Sergio has 30 years of professional experience in the banking sector specializing in microfinance and the cooperative agro-export sector. He has worked with Philea since 2004, as a local correspondent in Peru and, since 2023, he has worked as director at Banco VisionFund in Ecuador and World Vision in Peru. Consultative and executive experience in microfinance entities, at national and international levels; and the cooperative sector of agro-export of organic products. Industrial engineer, business administrator; and master's degree in banking and finance.
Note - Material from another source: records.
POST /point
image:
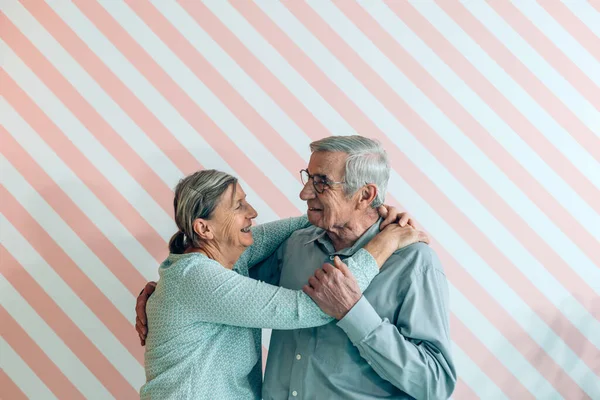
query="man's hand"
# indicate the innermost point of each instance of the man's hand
(391, 215)
(141, 324)
(334, 289)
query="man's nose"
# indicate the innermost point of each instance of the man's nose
(308, 191)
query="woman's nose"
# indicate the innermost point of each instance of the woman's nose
(253, 213)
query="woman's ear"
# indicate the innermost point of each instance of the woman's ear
(368, 193)
(203, 229)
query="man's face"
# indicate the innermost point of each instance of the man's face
(330, 210)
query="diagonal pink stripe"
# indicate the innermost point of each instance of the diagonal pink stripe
(69, 333)
(70, 213)
(501, 106)
(463, 392)
(486, 361)
(481, 189)
(95, 67)
(572, 24)
(87, 115)
(215, 137)
(81, 225)
(548, 50)
(33, 356)
(9, 389)
(205, 72)
(267, 81)
(83, 168)
(70, 273)
(341, 103)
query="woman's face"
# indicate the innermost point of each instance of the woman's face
(232, 219)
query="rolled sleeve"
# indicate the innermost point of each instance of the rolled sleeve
(361, 320)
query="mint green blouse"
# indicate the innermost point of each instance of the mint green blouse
(204, 320)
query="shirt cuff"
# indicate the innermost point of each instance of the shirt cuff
(361, 320)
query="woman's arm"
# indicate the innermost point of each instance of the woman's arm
(215, 294)
(267, 238)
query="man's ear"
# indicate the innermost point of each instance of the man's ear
(368, 193)
(203, 229)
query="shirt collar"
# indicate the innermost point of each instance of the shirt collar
(320, 236)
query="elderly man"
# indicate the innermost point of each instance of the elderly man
(393, 340)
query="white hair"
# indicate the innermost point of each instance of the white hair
(367, 163)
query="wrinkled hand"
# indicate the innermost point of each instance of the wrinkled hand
(402, 236)
(391, 215)
(334, 289)
(141, 324)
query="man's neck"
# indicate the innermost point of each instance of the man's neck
(348, 235)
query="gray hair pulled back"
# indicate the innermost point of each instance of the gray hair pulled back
(367, 162)
(196, 196)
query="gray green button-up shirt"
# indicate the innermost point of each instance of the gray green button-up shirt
(394, 343)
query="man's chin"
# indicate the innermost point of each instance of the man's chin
(314, 217)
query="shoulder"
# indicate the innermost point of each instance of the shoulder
(304, 236)
(181, 266)
(416, 259)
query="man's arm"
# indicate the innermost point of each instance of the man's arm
(414, 352)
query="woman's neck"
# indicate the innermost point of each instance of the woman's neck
(226, 257)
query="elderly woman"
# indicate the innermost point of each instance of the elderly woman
(204, 316)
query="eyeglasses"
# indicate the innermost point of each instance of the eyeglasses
(320, 182)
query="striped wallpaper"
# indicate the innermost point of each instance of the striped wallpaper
(490, 112)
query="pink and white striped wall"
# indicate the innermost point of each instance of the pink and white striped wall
(490, 112)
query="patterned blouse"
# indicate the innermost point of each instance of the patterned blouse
(204, 320)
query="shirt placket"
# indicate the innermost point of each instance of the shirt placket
(299, 366)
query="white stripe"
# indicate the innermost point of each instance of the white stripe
(500, 347)
(205, 99)
(234, 74)
(50, 343)
(562, 39)
(479, 110)
(586, 14)
(541, 68)
(479, 382)
(465, 149)
(502, 132)
(98, 99)
(86, 143)
(91, 91)
(431, 167)
(548, 76)
(276, 63)
(152, 99)
(21, 375)
(72, 305)
(87, 202)
(495, 286)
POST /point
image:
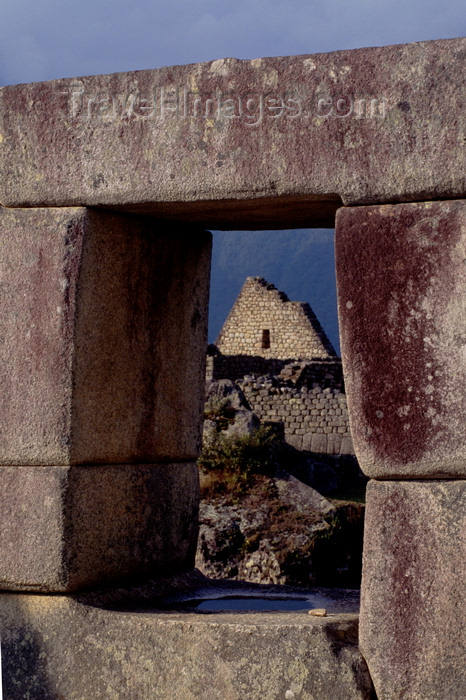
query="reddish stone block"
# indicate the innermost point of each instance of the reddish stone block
(67, 528)
(242, 144)
(402, 310)
(412, 628)
(102, 350)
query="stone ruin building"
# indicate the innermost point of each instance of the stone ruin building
(264, 322)
(108, 185)
(301, 386)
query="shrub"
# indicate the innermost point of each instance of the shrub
(235, 460)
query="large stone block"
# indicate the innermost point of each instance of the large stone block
(56, 647)
(413, 617)
(102, 349)
(66, 528)
(241, 144)
(402, 310)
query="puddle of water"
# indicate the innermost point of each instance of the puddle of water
(247, 604)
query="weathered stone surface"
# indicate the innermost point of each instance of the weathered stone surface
(413, 620)
(102, 349)
(273, 142)
(57, 647)
(402, 309)
(65, 528)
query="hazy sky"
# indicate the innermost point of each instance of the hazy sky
(45, 39)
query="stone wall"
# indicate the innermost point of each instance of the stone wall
(264, 322)
(314, 419)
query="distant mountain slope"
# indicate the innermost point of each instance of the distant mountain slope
(299, 262)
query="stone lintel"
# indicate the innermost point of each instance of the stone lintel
(67, 528)
(413, 620)
(104, 330)
(272, 142)
(402, 312)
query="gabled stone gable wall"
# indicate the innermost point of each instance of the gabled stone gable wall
(293, 329)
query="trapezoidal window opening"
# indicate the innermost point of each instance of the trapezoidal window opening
(265, 339)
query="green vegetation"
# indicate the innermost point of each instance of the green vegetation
(229, 463)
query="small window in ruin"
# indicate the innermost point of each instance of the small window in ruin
(265, 339)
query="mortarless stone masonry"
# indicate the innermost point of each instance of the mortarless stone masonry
(265, 323)
(306, 397)
(366, 127)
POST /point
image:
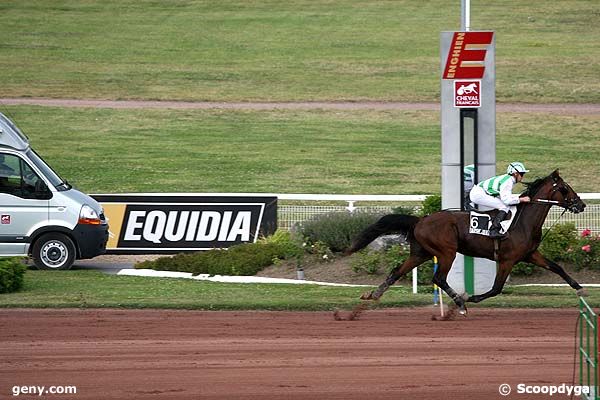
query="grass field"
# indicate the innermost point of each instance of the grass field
(264, 50)
(345, 152)
(91, 289)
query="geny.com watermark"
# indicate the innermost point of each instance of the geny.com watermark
(567, 390)
(43, 390)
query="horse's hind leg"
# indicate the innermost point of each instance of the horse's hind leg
(414, 260)
(503, 272)
(439, 278)
(538, 259)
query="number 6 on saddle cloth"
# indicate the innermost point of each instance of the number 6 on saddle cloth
(481, 222)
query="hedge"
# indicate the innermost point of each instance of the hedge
(12, 273)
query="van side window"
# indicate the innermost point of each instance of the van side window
(18, 179)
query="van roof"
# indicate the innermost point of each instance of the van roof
(11, 136)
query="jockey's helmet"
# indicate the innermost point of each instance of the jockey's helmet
(516, 167)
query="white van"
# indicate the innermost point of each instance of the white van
(41, 215)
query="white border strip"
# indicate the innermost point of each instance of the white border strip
(224, 278)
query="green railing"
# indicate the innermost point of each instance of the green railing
(588, 349)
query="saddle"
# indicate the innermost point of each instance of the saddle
(481, 221)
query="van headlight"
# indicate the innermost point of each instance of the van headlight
(88, 216)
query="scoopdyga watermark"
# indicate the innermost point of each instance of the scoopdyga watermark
(551, 390)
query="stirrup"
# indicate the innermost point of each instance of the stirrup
(497, 235)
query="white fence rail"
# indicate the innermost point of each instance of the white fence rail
(292, 214)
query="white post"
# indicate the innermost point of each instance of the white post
(465, 15)
(415, 281)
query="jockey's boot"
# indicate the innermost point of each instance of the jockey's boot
(495, 229)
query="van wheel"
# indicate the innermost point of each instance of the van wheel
(53, 251)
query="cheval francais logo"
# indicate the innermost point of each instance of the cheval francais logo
(467, 93)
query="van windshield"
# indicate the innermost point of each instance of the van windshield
(48, 172)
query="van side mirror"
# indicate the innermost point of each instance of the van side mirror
(41, 191)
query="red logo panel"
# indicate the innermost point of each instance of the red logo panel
(467, 54)
(467, 93)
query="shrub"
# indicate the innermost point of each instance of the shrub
(336, 230)
(290, 246)
(586, 252)
(558, 241)
(524, 269)
(12, 273)
(404, 210)
(432, 204)
(243, 259)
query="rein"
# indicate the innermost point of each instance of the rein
(551, 202)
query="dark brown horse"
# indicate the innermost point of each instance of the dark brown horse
(445, 233)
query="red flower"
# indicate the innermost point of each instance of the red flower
(586, 233)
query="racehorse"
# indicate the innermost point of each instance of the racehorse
(445, 233)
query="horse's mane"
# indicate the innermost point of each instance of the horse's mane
(531, 188)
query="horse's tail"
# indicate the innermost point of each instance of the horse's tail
(392, 223)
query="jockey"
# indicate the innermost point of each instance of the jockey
(496, 193)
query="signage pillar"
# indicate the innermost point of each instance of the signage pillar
(468, 122)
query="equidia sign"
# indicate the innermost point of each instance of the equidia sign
(174, 223)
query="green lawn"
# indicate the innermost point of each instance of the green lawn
(95, 289)
(344, 152)
(250, 50)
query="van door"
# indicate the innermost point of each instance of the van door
(24, 199)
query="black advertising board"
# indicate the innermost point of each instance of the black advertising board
(164, 223)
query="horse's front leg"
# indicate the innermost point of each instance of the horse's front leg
(538, 259)
(397, 273)
(499, 282)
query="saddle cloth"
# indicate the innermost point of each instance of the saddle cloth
(481, 222)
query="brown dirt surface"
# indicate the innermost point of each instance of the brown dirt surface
(565, 108)
(387, 354)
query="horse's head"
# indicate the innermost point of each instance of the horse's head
(554, 189)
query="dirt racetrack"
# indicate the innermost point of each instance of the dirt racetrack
(387, 354)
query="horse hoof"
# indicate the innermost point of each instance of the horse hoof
(367, 296)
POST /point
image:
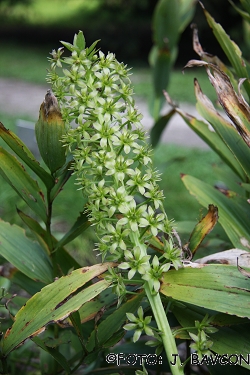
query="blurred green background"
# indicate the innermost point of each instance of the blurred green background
(30, 29)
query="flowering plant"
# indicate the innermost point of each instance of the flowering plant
(113, 164)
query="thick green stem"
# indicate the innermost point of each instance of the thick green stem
(166, 333)
(160, 316)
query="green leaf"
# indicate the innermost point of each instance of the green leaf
(55, 302)
(54, 353)
(161, 71)
(230, 340)
(107, 328)
(217, 287)
(25, 154)
(79, 226)
(61, 180)
(159, 126)
(226, 131)
(79, 41)
(91, 308)
(64, 260)
(187, 10)
(24, 254)
(27, 188)
(203, 228)
(31, 286)
(230, 48)
(69, 46)
(234, 213)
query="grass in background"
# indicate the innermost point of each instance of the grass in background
(47, 12)
(31, 64)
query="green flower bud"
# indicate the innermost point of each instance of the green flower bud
(49, 130)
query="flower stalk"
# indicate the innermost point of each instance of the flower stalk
(114, 169)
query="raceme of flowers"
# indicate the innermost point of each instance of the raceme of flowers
(112, 159)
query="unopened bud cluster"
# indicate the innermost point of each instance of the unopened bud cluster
(111, 157)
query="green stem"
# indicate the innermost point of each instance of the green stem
(166, 333)
(156, 304)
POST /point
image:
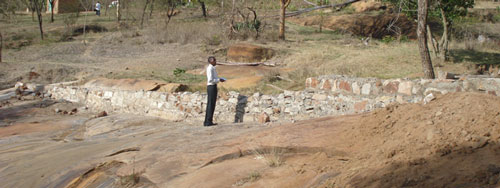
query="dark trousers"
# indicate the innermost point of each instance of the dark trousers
(211, 100)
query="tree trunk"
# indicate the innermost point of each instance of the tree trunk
(423, 6)
(443, 46)
(52, 11)
(433, 41)
(284, 5)
(203, 9)
(144, 13)
(118, 11)
(1, 45)
(39, 15)
(152, 8)
(85, 28)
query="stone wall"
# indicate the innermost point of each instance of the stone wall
(325, 95)
(409, 90)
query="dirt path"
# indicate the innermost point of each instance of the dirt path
(450, 142)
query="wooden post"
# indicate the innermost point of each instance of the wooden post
(423, 6)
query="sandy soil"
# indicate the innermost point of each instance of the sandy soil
(451, 142)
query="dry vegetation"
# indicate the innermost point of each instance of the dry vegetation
(155, 51)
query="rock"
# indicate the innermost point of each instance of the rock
(326, 85)
(355, 88)
(445, 75)
(360, 106)
(406, 88)
(311, 82)
(102, 114)
(276, 110)
(430, 97)
(319, 97)
(365, 90)
(391, 87)
(369, 5)
(345, 86)
(172, 88)
(264, 118)
(248, 53)
(73, 111)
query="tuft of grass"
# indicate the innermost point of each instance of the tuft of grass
(272, 156)
(253, 176)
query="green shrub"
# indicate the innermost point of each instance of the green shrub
(388, 39)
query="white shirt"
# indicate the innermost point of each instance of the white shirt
(212, 77)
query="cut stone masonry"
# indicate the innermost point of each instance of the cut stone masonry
(323, 96)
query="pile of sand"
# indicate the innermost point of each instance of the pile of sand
(451, 142)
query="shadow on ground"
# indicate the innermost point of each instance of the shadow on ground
(476, 57)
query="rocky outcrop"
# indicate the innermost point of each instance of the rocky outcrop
(325, 95)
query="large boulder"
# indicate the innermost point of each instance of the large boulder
(248, 53)
(367, 5)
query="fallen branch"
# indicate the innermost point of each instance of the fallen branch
(124, 150)
(296, 13)
(247, 64)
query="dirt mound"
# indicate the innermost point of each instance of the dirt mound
(376, 26)
(248, 53)
(89, 28)
(451, 142)
(368, 5)
(136, 85)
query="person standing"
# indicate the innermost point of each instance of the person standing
(212, 80)
(98, 8)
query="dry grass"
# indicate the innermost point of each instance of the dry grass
(253, 176)
(273, 156)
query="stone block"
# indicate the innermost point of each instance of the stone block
(391, 87)
(343, 85)
(108, 94)
(319, 97)
(360, 106)
(406, 88)
(366, 89)
(312, 83)
(264, 118)
(326, 85)
(356, 89)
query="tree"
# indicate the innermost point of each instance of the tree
(1, 45)
(118, 11)
(169, 6)
(203, 8)
(38, 5)
(445, 10)
(423, 6)
(144, 12)
(85, 4)
(52, 2)
(284, 4)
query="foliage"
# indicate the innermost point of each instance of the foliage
(452, 8)
(388, 39)
(251, 25)
(178, 72)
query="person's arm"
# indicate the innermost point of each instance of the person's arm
(211, 76)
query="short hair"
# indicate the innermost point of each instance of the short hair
(211, 59)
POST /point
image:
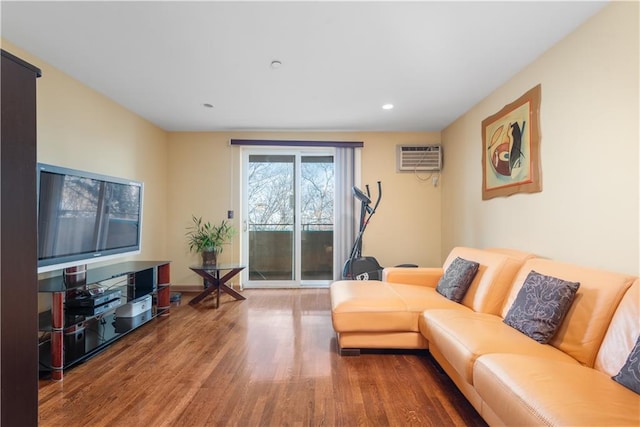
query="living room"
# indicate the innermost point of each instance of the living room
(586, 213)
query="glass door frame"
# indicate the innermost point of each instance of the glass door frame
(298, 153)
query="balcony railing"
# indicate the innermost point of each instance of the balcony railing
(271, 252)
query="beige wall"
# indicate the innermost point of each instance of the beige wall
(588, 211)
(81, 129)
(205, 181)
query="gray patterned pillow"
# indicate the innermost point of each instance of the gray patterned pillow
(629, 375)
(456, 280)
(541, 305)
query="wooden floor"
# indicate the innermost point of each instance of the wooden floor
(267, 361)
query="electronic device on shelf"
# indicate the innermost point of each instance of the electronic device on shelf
(73, 204)
(93, 310)
(88, 300)
(134, 308)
Alain has been working with Philea for 18 years and took over its management in 2012. From Geneva, he coordinates activities in the field and relations with local correspondents and members. He also manages the administrative and financial part of the cooperative. He holds a degree in Economic and Social History.
Local correspondents are Philea's relays on the ground. Having good knowledge of the field and being on site, they maintain relationships with members and pass on information.
Philea members are legal entities (public bodies, NGOs, etc.) or individuals who hold shares in the cooperative. By saving together, they contribute to the cooperative's mission. Each share costs CHF 200, and entitles the holder to participate in Philea's democratic life.